This algorithm is a good starting point, but there are also good reasons for other choices. For instance, it is often desirable for district boundaries to coincide with county or municipal boundaries. In New Hampshire this is a requirement: cities can be split on ward boundaries, but towns and unincorporated townships cannot be split (every square millimeter of the state is included in one of those three types of municipality). One possible pathology of the described algorithm is apparent in how it splits up the DFW metroplex: it appears that the cities of Dallas and Fort Worth are split, with one district combining western Dallas with eastern Fort Worth. (It's hard to be sure without the actual city locations drawn on the map.) I'm also skeptical of splitting Houston into five districts the way it is done by this algorithm; while the city is big enough that it would have to be split, this algorithm appears to dilute the influence of city residence in favor of suburban and rural voters more than is necessary.

By Eric Lund (not verified) on 13 Nov 2009 #permalink

#3, In fairness the state lines were drawn and fixed many years ago, and were in any case presumably not drawn primarily on senate electability considerations which probably would be obsolete today anyway. That said, senate reelection rates are even higher than the house.

If you view this as a Bad Thing (I do), a few possible solutions might be term limits or repeal of the 17th amendment providing for the direct election of senators. Of course that later possibility would merely indirectly gerrymander the senate unless objective state legislative districts were also part of the proposal.

Re: #2.
Isn't there some fractal dimension that defines the ratio of the perimeter to the area of an object?

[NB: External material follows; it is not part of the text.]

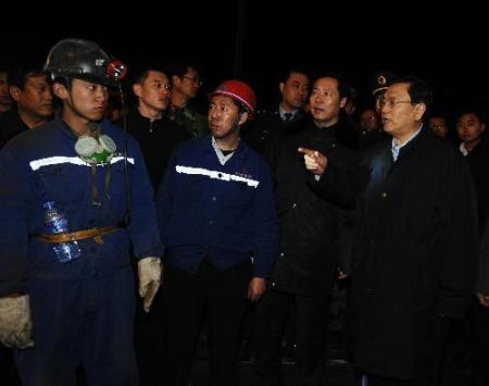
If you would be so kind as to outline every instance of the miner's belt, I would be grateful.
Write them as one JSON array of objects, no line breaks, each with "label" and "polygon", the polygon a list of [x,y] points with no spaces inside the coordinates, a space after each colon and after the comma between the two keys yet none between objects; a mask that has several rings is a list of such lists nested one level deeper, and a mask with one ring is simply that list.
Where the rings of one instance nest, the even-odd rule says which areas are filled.
[{"label": "miner's belt", "polygon": [[87,238],[95,238],[97,242],[102,242],[101,236],[114,232],[115,229],[118,228],[122,228],[122,226],[113,225],[113,226],[105,226],[103,228],[91,228],[72,233],[60,233],[55,235],[40,234],[37,235],[36,238],[46,242],[53,242],[53,244],[85,240]]}]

It has seemed to me that the "easiest" thing to do would be to pass a law that says that the fractal dimension (or "Gerry Index") can be no greater than "X". This would still allow the politicians some leeway to still play politics, without going overboard.

Another interesting result I remember from my algorithms class is that if you know the distribution of voters, you can optimally gerrymander (i.e. get better voting results) in O(n^4) time.

As a bonus, if you stare at the edges of it, it looks like it spreads bigger.

Freaky visual trickery and unreliable ways of light perception.


The splitline algorithm is likely to throw together some people who are geographically isolated---but gerrymandering does so with a vengeance. There are people in Austin who are in the same district as Midland, but not their friends a few blocks away (assuming I'm reading the map right).

However, whatever weird results the splitline algorithm produces (and it turns out really weird on Colorado--- ), it's not easy to manipulate, because it's completely determined by demographics.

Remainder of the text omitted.